Worcester County has lost more than 34,000 trees to the beetle since 2008, McFarland said. He said the good news was that the level of infestation has declined significantly over the past few years.

The tree removal this week was significant because it involved a large number of trees in a small area — only 3 acres — and it was in a residential area, McFarland said. Similar removal operations have also taken place in residential areas in Shrewsbury, Boylston, and West Boylston in the past two years, he said.

Although there is an insecticide, Imidacloprid, available to treat host trees, McFarland said it is only a preventive strategy.

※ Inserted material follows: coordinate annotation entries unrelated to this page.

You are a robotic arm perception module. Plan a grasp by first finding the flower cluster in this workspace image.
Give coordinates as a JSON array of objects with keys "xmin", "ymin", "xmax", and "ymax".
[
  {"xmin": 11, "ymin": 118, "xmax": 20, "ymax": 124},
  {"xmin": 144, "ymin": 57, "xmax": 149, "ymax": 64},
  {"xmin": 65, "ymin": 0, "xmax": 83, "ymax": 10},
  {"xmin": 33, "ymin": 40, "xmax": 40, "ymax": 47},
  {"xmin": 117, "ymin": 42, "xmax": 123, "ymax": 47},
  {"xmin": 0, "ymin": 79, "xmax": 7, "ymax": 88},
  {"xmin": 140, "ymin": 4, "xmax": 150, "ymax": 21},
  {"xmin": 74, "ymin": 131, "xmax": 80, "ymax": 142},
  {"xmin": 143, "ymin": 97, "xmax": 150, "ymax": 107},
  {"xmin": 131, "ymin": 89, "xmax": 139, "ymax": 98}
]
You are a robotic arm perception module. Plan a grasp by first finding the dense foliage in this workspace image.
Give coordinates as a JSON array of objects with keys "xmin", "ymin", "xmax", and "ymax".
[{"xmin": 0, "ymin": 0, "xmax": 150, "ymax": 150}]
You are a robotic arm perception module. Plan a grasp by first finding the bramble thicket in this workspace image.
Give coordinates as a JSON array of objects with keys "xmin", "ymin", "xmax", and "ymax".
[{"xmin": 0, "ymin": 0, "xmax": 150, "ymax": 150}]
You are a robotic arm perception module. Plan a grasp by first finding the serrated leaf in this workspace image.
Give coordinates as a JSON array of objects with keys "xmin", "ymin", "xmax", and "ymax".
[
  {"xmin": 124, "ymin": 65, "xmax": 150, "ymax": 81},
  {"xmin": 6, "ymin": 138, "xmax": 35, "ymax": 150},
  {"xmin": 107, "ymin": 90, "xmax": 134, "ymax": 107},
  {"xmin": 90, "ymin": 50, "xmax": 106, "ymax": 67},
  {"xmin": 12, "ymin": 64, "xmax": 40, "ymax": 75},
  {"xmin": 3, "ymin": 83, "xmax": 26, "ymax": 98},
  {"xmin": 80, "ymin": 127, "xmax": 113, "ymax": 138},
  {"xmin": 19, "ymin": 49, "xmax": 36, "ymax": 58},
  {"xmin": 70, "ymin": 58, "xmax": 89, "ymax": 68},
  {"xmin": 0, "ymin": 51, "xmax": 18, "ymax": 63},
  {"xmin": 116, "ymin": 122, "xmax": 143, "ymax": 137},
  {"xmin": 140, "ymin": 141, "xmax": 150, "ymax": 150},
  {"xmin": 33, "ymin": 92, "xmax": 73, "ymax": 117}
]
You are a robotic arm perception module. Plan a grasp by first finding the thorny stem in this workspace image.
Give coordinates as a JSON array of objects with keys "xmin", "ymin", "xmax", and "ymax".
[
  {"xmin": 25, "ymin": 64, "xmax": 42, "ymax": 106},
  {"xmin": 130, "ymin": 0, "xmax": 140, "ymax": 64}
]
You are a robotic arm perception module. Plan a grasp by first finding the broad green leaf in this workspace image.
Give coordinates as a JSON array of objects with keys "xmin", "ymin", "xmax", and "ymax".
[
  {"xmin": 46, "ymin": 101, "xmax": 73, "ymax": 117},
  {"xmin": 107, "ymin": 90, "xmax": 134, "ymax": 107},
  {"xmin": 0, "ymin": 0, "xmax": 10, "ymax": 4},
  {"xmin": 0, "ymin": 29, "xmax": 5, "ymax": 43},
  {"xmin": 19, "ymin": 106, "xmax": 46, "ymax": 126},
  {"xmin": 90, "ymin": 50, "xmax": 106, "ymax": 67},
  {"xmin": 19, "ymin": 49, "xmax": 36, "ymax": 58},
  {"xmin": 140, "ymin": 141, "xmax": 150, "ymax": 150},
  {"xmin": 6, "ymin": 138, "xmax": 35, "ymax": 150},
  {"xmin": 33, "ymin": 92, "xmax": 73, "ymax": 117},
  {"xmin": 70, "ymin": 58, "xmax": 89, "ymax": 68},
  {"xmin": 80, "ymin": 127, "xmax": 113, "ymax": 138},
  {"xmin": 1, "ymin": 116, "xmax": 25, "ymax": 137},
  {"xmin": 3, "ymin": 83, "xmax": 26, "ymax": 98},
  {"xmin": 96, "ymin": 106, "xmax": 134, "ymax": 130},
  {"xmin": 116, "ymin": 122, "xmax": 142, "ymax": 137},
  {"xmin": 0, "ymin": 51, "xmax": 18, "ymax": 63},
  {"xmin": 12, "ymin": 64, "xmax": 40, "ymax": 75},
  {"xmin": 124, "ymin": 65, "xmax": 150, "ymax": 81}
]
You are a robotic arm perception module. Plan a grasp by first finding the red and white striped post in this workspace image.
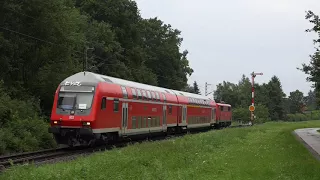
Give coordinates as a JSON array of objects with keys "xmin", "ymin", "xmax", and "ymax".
[{"xmin": 249, "ymin": 72, "xmax": 263, "ymax": 124}]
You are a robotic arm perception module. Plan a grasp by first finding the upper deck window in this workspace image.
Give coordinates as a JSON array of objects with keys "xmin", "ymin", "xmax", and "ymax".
[
  {"xmin": 162, "ymin": 93, "xmax": 167, "ymax": 102},
  {"xmin": 131, "ymin": 88, "xmax": 137, "ymax": 99},
  {"xmin": 156, "ymin": 92, "xmax": 160, "ymax": 101},
  {"xmin": 137, "ymin": 89, "xmax": 142, "ymax": 99},
  {"xmin": 147, "ymin": 91, "xmax": 151, "ymax": 100},
  {"xmin": 121, "ymin": 86, "xmax": 128, "ymax": 98},
  {"xmin": 151, "ymin": 91, "xmax": 156, "ymax": 100},
  {"xmin": 58, "ymin": 92, "xmax": 93, "ymax": 110},
  {"xmin": 142, "ymin": 90, "xmax": 148, "ymax": 99}
]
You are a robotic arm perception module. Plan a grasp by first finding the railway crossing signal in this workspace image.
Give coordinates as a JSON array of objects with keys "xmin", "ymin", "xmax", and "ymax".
[
  {"xmin": 249, "ymin": 72, "xmax": 263, "ymax": 124},
  {"xmin": 249, "ymin": 105, "xmax": 255, "ymax": 112}
]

Some residents were unhappy with the decision to cut down so many trees.

Anthony Maloney, who lives on Colby Avenue, said Wednesday that workers had just finished clearing the trees along the front of his house, which borders the golf course.

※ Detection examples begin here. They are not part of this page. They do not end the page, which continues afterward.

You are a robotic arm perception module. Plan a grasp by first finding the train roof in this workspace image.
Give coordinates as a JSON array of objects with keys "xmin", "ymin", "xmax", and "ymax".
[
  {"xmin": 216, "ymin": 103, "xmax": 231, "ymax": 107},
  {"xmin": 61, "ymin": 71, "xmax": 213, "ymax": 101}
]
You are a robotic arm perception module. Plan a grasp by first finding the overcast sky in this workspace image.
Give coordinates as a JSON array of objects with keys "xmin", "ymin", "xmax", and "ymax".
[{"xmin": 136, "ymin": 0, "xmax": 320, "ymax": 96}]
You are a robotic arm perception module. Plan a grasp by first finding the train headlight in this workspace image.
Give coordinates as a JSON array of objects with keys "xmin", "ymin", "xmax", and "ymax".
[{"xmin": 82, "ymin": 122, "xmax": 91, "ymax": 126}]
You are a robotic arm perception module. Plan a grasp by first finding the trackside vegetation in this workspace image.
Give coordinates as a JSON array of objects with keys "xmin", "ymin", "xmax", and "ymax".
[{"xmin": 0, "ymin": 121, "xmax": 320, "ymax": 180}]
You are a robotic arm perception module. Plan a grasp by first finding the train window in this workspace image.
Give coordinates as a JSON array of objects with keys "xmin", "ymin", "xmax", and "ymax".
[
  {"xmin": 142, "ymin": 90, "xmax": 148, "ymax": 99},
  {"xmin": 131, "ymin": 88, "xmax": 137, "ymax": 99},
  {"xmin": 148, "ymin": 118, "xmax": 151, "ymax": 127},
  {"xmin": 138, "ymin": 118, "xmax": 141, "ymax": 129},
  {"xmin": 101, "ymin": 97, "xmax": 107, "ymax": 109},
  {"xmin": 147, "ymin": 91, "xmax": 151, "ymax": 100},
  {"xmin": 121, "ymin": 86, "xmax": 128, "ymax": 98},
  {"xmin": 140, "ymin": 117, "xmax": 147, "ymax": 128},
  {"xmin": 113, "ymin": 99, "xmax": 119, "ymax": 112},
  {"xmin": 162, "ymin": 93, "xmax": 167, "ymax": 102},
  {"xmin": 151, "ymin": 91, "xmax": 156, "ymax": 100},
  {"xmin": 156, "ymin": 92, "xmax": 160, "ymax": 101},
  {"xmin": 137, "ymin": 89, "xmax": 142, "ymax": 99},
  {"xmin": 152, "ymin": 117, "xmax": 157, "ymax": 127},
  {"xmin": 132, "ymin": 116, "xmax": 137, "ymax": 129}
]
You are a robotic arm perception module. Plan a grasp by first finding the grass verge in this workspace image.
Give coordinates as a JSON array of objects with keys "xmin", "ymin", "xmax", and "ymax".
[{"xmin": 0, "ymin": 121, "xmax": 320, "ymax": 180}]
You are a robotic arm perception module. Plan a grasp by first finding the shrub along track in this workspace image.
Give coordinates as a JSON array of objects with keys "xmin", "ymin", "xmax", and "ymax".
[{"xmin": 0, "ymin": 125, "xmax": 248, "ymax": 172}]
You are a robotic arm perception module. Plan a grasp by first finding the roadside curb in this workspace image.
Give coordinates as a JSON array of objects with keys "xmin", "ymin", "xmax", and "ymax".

“Something just really kind of stinks about this whole thing,” Maloney said in a telephone interview.

Maloney said he had collected 32 signatures on a petition against the removal of the host trees, calling for the use of Imidacloprid instead, and presented it at a City Council meeting. He said his plea went unanswered.

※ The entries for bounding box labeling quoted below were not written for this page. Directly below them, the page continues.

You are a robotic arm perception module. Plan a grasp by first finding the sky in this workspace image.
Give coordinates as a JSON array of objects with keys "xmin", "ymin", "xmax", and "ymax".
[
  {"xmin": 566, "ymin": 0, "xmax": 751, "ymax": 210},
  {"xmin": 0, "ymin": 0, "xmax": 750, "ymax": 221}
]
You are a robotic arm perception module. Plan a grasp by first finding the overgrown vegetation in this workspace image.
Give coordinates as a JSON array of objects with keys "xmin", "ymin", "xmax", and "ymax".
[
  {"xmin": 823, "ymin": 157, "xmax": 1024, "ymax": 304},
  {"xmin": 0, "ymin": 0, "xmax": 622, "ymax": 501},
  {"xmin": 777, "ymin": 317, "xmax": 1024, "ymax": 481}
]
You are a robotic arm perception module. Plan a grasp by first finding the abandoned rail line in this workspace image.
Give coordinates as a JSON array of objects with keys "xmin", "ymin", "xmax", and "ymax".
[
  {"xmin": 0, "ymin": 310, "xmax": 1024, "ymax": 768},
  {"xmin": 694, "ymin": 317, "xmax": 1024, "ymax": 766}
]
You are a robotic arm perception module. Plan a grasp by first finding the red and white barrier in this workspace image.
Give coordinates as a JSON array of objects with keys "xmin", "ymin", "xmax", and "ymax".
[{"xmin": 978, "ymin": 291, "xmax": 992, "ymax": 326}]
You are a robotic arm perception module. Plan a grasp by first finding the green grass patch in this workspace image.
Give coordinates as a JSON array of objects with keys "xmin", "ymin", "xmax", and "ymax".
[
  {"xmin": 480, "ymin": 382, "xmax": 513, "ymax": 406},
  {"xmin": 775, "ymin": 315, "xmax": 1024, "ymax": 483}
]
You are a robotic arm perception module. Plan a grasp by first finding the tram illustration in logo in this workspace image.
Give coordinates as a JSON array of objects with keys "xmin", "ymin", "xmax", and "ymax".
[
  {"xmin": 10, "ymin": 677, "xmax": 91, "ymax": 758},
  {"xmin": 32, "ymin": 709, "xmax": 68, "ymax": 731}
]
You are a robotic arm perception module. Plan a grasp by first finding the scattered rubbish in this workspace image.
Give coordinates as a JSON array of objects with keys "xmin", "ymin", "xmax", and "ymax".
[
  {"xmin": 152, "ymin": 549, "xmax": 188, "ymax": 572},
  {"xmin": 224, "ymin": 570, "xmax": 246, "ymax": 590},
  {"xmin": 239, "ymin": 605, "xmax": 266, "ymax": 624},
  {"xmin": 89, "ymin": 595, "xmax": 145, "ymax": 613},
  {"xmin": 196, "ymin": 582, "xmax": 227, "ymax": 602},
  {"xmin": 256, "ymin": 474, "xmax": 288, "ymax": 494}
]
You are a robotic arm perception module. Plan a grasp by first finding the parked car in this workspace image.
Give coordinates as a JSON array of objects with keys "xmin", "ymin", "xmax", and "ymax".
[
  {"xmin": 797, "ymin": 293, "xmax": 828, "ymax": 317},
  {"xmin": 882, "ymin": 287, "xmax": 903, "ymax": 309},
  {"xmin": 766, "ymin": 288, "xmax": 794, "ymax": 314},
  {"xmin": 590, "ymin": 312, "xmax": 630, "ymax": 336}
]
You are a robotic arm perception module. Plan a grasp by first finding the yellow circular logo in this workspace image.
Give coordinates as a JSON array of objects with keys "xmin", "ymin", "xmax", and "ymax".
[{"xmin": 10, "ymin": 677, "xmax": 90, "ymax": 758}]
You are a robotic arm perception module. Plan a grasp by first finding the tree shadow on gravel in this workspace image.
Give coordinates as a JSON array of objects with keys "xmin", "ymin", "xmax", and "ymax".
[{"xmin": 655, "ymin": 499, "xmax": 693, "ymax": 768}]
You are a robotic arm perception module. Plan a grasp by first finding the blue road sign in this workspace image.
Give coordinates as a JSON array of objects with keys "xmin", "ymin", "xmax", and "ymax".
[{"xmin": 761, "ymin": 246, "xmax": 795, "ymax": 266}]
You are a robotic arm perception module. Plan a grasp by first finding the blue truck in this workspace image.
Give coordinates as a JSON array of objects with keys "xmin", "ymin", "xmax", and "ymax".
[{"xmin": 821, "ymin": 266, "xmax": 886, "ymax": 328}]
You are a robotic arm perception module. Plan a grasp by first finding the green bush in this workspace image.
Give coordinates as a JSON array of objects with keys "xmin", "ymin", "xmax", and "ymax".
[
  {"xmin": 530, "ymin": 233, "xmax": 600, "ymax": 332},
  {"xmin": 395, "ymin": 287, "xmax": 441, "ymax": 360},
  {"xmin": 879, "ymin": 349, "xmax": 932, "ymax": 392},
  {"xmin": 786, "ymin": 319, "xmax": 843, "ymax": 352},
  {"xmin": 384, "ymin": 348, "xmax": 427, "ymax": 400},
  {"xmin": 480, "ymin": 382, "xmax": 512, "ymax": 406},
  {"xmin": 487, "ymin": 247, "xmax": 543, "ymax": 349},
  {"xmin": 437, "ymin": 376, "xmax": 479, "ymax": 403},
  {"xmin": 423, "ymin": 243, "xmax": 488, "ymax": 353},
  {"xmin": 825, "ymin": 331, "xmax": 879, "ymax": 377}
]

Councilor Philip P. Palmieri said there had been a debate for years over whether Imidacloprid should be used.

“Cutting down trees is a very labor-intensive job,” he said. But “from the first time an infestation was found in 2008, the USDA has been consistent in not only cutting the infected but also the host trees. . . . Cutting the trees down has certainly been the standard for the USDA in the eradication effort, rather than inoculating them.”

Ken Gooch, a supervisor for the department’s Forest Health Program who oversees the state’s beetle eradication efforts, said the trees needed to be cut down because Imidacloprid does not cure infested trees, and the surveys may not have caught every single infested tree in the area. The risk of the beetles spreading is so great that officials needed to rely on widespread tree removal to ensure the full eradication of the beetle from the area, he said.

Efforts are currently underway to replant trees around the Green Hill Golf Course, Gooch said.